第6話 平和な日々①

 椎名ちゃん、葉月ちゃん、琴乃ちゃんの三人は所謂三つ子というやつだ。双子はたまーにいるだろうが三つ子はすごく珍しい。

 僕が生きている中で三つ子を見たのはこの三姉妹だけだ。


 どこかの研究者曰く一卵性の三つ子は二億分の一だとか。すごいな。


 僕は一人っ子だったから兄弟のいる生活は分からない。だから憧れることがある。

 喧嘩とかは日常茶飯事だろうが、それでも兄弟のいる生活はそのデメリットなんて気にならないほど楽しくなるんじゃないだろうか。


「琴乃ちゃん、いつもありがとうね」


 本当に琴乃ちゃんにはお世話になっている。普段からこの家では琴乃ちゃんがご飯を作っているらしく僕がこうやって家庭教師としてお邪魔するときは晩御飯をご馳走になっているのだ。


「こちらこそお世話になっているのでこんなことでお礼なんていただけないです」


 うむ…琴乃ちゃんってなんでこんなにいい子なんだろう。椎名ちゃんも葉月ちゃんももちろんいい子なのだが琴乃ちゃんだけ格が違うっていうかな。

 さぞかし学校では清楚系美人としてモテているのだろうな。


 僕がもし同級生だったら告白しているかもしれない。あ、これはセクハラか。時間だし椎名ちゃんの部屋に向かおうか。


「じゃあまた後でよろしくね」


「はい」


「椎名のことしっかり見てやってくださいね」


 僕は椎名ちゃんの部屋にやってくると彼女はベッドの上でゴロゴロとスマホを触っていた。

 瞬間僕は椎名ちゃんが課題をしていないことを悟り、わざとらしく声をかける。


「こんばんは椎名ちゃん?」


「昼ぶりですー。先生!」


「先生!じゃない。ノックしたのになんでまだゴロゴロしてるの。始めるよ」


「えー、面倒くさいです」


「じゃあ落ちるぞ?」


「それはだめ」


「じゃあ立ちなさい」


「はーい」


 実はこのやりとり、これが初めてではない。前回も前々回も前々前回も椎名ちゃんはベッドの上でのびのびとスマホを見つめているのだ。


 だけど怒れない理由がある。椎名ちゃんは隠しているつもりなようだが、前に自学ノートを覗いたことがある。
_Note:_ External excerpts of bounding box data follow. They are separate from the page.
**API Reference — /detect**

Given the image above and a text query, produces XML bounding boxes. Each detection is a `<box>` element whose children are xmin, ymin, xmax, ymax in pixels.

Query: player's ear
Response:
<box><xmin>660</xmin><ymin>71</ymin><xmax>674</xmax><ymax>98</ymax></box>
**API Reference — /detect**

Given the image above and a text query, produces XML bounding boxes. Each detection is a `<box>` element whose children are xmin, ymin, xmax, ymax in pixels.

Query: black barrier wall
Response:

 見た時は驚いた。だって勉強の証がずらーっと書かれていたのだから。


 椎名ちゃんは椎名ちゃんなりに頑張ってくれているのが凄く嬉しい。最近は成績も伸びてきているし、将来が楽しみだ。


「よし、じゃあ始めようか」


「よろしくでーす」



「よし今日は終わり。お疲れ様」


「疲れたー。そうだ先生」


「どうした?」


「先生って学生時代はモテてなかったんですか?」


 僕の学生時代…それは散々なもの…ではなくごく普通の生活だった。特に学生時代から僕は今になっても変わっていることなんてない。

 髪はずっと長かったし、特別勉強もスポーツも出来たわけでない。


 あの時から赤星さんのことを一途に想ってたからな。今になっては後悔しかないわけだけど、今はもう割り切ったつもりだし気にしてない。


 そしてもちろん女子に告白されたことはない。


「まぁ、告白されたことはないかな。僕なんかがモテるわけないの椎名ちゃんでも分かるでしょ?」


「……そうですね、見る目ないなーとは思いますけど」


「はは、椎名ちゃんは相変わらずお世辞が上手いね。椎名ちゃんは好きな人いないの?」


「いないですね。同級生の男子はみんな子どもっぽくて嫌です」


 そうか、小学校高学年になった女の子は同級生男子が子どもっぽく見えるっていうもんな。高校でも同じってことだろうか。


「じゃあ気になる人もいないんだ。サッカー部のキャプテンとかかっこよくないの?」


「まぁ、悪くはないと思いますけど、私は…」


「ふーん。いい人が見つかるといいね」


 僕たちはそこで会話を終えると椎名ちゃんの部屋を出る。するとキッチンの方からいい匂いが漂ってきていた。

 この匂いは多分カレーだな。


 僕は母さんの料理の中でカレーが一番大好きな料理だった。たとえどんなにお高いレストランに行こうとも母さんのカレーの方が美味しかった。


 琴乃ちゃんのカレー楽しみだな。